Almost got hit with a car tonight. I was crossing 12th at West Burnside, heading east. The light was with me, but an older couple in some SUV wasn’t looking both ways as the driver creeped out into Burnside; he was only looking east, waiting for the traffic to clear so he could shoot out into the lane. He was in a hurry, dammit, his life was important or something. He had a wife with him that had to… be… somewhere, or something. I stepped out cautiously, looking directly at the driver, figuring he’d have to look where he was going instead of to his left eventually, like, maybe, a couple of seconds after he started up Burnside.

Which would have been a couple of seconds too late.
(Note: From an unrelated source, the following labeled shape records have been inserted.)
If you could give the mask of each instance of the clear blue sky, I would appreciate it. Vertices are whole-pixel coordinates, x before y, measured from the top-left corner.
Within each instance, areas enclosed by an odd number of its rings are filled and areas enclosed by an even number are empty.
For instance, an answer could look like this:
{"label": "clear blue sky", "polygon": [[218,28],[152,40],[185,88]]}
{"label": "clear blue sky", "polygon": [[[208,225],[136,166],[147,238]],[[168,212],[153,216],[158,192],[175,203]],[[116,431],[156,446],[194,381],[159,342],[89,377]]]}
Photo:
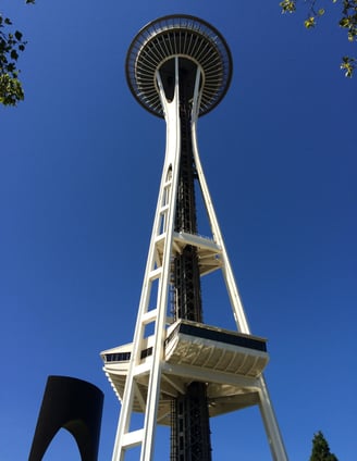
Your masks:
{"label": "clear blue sky", "polygon": [[[335,14],[307,32],[303,11],[282,16],[278,3],[1,1],[28,39],[26,100],[0,108],[1,461],[27,459],[50,374],[104,391],[110,459],[120,406],[99,352],[132,339],[165,135],[130,94],[124,60],[136,32],[170,13],[210,22],[232,50],[199,148],[251,331],[269,339],[290,460],[308,460],[319,429],[341,461],[356,459],[357,76],[338,68],[353,49]],[[208,298],[209,323],[230,317],[218,281]],[[270,460],[257,409],[211,429],[214,460]],[[160,434],[158,459],[168,447]],[[78,459],[64,431],[45,458]]]}

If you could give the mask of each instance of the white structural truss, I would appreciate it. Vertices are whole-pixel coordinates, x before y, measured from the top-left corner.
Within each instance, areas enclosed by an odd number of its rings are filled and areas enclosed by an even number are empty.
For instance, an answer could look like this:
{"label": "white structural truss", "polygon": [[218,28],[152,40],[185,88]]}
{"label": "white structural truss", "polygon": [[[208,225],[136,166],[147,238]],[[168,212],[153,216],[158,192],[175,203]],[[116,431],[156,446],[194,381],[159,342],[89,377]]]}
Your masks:
{"label": "white structural truss", "polygon": [[[188,41],[188,38],[192,39],[189,30],[194,28],[192,24],[196,20],[180,16],[180,21],[173,21],[174,26],[171,27],[175,36],[177,29],[180,33],[184,29]],[[136,55],[143,54],[147,43],[152,43],[152,37],[170,29],[170,24],[167,28],[159,28],[157,24],[151,36],[147,34],[146,41],[139,43]],[[206,23],[204,25],[206,27]],[[197,29],[195,34],[198,34]],[[199,34],[209,40],[205,28]],[[160,47],[163,49],[169,46],[161,41]],[[131,344],[101,352],[104,372],[122,403],[112,460],[123,461],[133,447],[139,447],[140,461],[153,460],[157,424],[170,425],[172,399],[184,394],[186,386],[196,381],[207,384],[210,416],[258,404],[272,459],[286,461],[287,456],[262,375],[269,360],[266,341],[250,334],[197,149],[196,125],[208,71],[199,59],[192,58],[192,49],[189,53],[183,50],[165,52],[172,60],[170,65],[174,82],[168,97],[163,67],[153,62],[155,80],[150,85],[156,91],[156,98],[159,97],[158,110],[165,119],[167,147],[134,338]],[[163,51],[159,49],[158,53]],[[160,59],[167,61],[162,57]],[[190,144],[211,226],[211,238],[175,230],[183,142],[180,114],[182,60],[190,60],[195,64],[189,116]],[[152,108],[149,110],[156,111]],[[200,276],[222,271],[237,332],[170,316],[173,259],[187,245],[197,249]],[[133,426],[134,413],[143,415],[139,427]]]}

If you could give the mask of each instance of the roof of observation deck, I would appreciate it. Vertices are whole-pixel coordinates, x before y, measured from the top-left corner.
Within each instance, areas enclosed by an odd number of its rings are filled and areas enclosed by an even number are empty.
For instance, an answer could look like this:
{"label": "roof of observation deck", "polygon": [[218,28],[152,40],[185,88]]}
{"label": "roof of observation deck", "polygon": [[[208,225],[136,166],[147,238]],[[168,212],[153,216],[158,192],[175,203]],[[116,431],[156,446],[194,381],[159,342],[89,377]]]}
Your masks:
{"label": "roof of observation deck", "polygon": [[174,14],[160,17],[138,32],[126,57],[131,91],[145,109],[163,117],[156,71],[176,55],[190,59],[202,68],[199,115],[204,115],[222,100],[230,86],[232,57],[222,35],[195,16]]}

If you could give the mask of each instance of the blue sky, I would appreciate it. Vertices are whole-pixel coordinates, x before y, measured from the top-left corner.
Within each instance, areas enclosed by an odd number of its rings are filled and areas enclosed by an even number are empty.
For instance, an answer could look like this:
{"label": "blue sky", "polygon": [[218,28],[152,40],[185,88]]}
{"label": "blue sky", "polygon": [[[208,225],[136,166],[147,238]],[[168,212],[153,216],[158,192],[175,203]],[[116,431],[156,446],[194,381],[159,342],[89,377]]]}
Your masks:
{"label": "blue sky", "polygon": [[[319,429],[355,459],[357,77],[338,68],[353,48],[334,12],[307,32],[303,7],[282,16],[278,3],[1,2],[28,39],[26,100],[0,108],[1,461],[27,459],[50,374],[104,391],[99,460],[111,457],[120,406],[99,352],[132,339],[165,135],[130,94],[124,61],[137,30],[171,13],[210,22],[232,51],[199,149],[251,331],[269,339],[290,460],[308,460]],[[205,316],[229,323],[213,281]],[[211,429],[213,459],[270,459],[257,409]],[[79,459],[64,431],[45,457],[63,459]]]}

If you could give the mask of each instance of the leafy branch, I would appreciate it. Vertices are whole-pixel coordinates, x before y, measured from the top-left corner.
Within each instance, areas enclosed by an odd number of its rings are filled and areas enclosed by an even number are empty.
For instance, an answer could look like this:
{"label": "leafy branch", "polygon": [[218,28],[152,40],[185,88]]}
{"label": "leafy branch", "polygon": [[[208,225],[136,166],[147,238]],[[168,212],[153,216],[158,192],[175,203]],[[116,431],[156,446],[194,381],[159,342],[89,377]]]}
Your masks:
{"label": "leafy branch", "polygon": [[[283,0],[280,2],[282,13],[294,13],[296,11],[296,3],[298,0]],[[304,0],[304,3],[308,3],[308,15],[304,22],[306,28],[312,28],[316,26],[319,17],[321,17],[325,10],[323,8],[318,9],[320,0]],[[338,26],[346,29],[348,41],[357,41],[357,0],[331,0],[332,3],[338,3],[342,5],[341,18]],[[352,77],[354,70],[357,66],[357,59],[353,57],[343,57],[340,67],[345,71],[346,77]]]}
{"label": "leafy branch", "polygon": [[[26,0],[35,3],[35,0]],[[17,60],[25,51],[27,41],[20,30],[12,30],[12,22],[0,13],[0,103],[16,105],[25,97],[22,83],[19,79]]]}

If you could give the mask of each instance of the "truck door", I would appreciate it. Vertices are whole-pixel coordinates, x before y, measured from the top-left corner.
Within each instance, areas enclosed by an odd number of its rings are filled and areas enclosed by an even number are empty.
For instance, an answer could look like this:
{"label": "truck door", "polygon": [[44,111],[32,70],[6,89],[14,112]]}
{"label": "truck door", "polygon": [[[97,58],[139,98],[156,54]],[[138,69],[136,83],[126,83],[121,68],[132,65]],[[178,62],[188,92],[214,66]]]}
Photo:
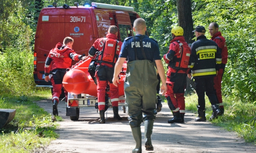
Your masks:
{"label": "truck door", "polygon": [[[53,11],[53,10],[54,10]],[[44,80],[45,59],[50,51],[65,38],[64,9],[46,8],[42,9],[35,35],[34,78],[39,85],[50,85]],[[42,82],[41,81],[43,81]]]}
{"label": "truck door", "polygon": [[133,35],[131,24],[131,20],[129,13],[127,12],[115,11],[116,17],[119,31],[121,41]]}
{"label": "truck door", "polygon": [[93,35],[89,9],[65,9],[65,35],[74,39],[73,49],[76,53],[88,55],[89,50],[94,43]]}

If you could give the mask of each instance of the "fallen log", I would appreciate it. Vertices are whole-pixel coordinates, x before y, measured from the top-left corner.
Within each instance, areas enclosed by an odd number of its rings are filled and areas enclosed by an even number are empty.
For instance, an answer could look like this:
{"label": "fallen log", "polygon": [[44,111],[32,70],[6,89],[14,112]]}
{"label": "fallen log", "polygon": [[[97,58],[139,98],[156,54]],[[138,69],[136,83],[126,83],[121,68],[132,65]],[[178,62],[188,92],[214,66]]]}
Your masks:
{"label": "fallen log", "polygon": [[0,109],[0,129],[12,121],[16,110]]}

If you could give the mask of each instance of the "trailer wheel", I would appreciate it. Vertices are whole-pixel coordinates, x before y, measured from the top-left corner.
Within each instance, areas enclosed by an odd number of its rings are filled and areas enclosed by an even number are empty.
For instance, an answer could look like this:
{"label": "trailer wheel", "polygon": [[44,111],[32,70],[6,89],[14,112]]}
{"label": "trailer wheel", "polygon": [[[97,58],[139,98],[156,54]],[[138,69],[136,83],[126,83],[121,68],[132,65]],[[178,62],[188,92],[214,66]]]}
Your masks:
{"label": "trailer wheel", "polygon": [[70,120],[71,120],[71,121],[77,121],[79,118],[79,114],[80,112],[79,107],[77,107],[76,108],[77,109],[76,111],[76,115],[75,116],[69,116],[69,117],[70,118]]}

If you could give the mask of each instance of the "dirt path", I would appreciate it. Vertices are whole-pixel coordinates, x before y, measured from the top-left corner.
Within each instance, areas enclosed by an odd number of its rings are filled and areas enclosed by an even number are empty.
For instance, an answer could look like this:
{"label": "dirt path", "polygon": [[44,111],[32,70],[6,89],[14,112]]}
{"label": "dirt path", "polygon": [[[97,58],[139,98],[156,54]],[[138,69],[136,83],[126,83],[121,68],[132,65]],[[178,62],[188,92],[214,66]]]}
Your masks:
{"label": "dirt path", "polygon": [[[52,111],[51,100],[37,103],[49,113]],[[122,122],[113,119],[112,109],[109,109],[106,124],[99,124],[99,115],[94,107],[81,108],[78,121],[65,116],[65,102],[58,105],[59,115],[65,120],[57,132],[60,137],[37,153],[131,153],[135,143],[127,119],[119,107]],[[143,153],[256,153],[256,146],[247,144],[234,133],[215,126],[210,122],[194,121],[196,114],[186,112],[185,123],[169,124],[172,118],[167,104],[157,115],[152,136],[154,151]],[[144,124],[142,125],[144,138]]]}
Too late for me, at any rate.

I was directly in front of the SUV (it was silver; people who drive silver cars are weird), still waiting for the driver to look at me. He was still intent on watching the traffic, waiting for it to clear. It was dark. I was wearing my black leather jacket (too cold for this weather, made a bad choice this morning) and a black hat, a black-and-gray scarf my friend Rachael knitted for me. And another car was waiting for the pedestrians in front of me to finish crossing and was likewise creeping from Burnside onto 12th. It caught my eye for a moment, the headlights looked like a Mini Cooper, I was distracted for just a moment, and I don’t think the driver of the Cooper saw me, either–

–And at that moment the driver of the SUV decided that the traffic was clear, since the Cooper was blocking the cars behind him. So the SUV surged forward.

And into me. It actually made contact with me, the bumper touching my legs and pushing me back, my hands slapping down on the hood, my torso twisting to my left and taking a half-step backward to get away from the silver tank heading my way. It had moved maybe a half-foot, six inches before it surged to a stop, gas-brake, that quickly.

The driver looked at me, I glared at him from under the brim of my black hat. I shook my finger at him, and shouted “You need to watch where you’re going!” and continued through the intersection, and at that moment the white-man-says-walk changed to the flashing-orange-hand, and the Mini Cooper stopped so its headlights picked me out like spotlights. My heart was beating and my face warm with embarrassment or something like it (which makes no sense; why would I be embarrassed?) and a guy on the opposite corner, the safe corner, up on the safe sidewalk was smiling at me.

It felt, after the fact, like a close call. Could have turned out differently. Didn’t, though. Still here. Yay.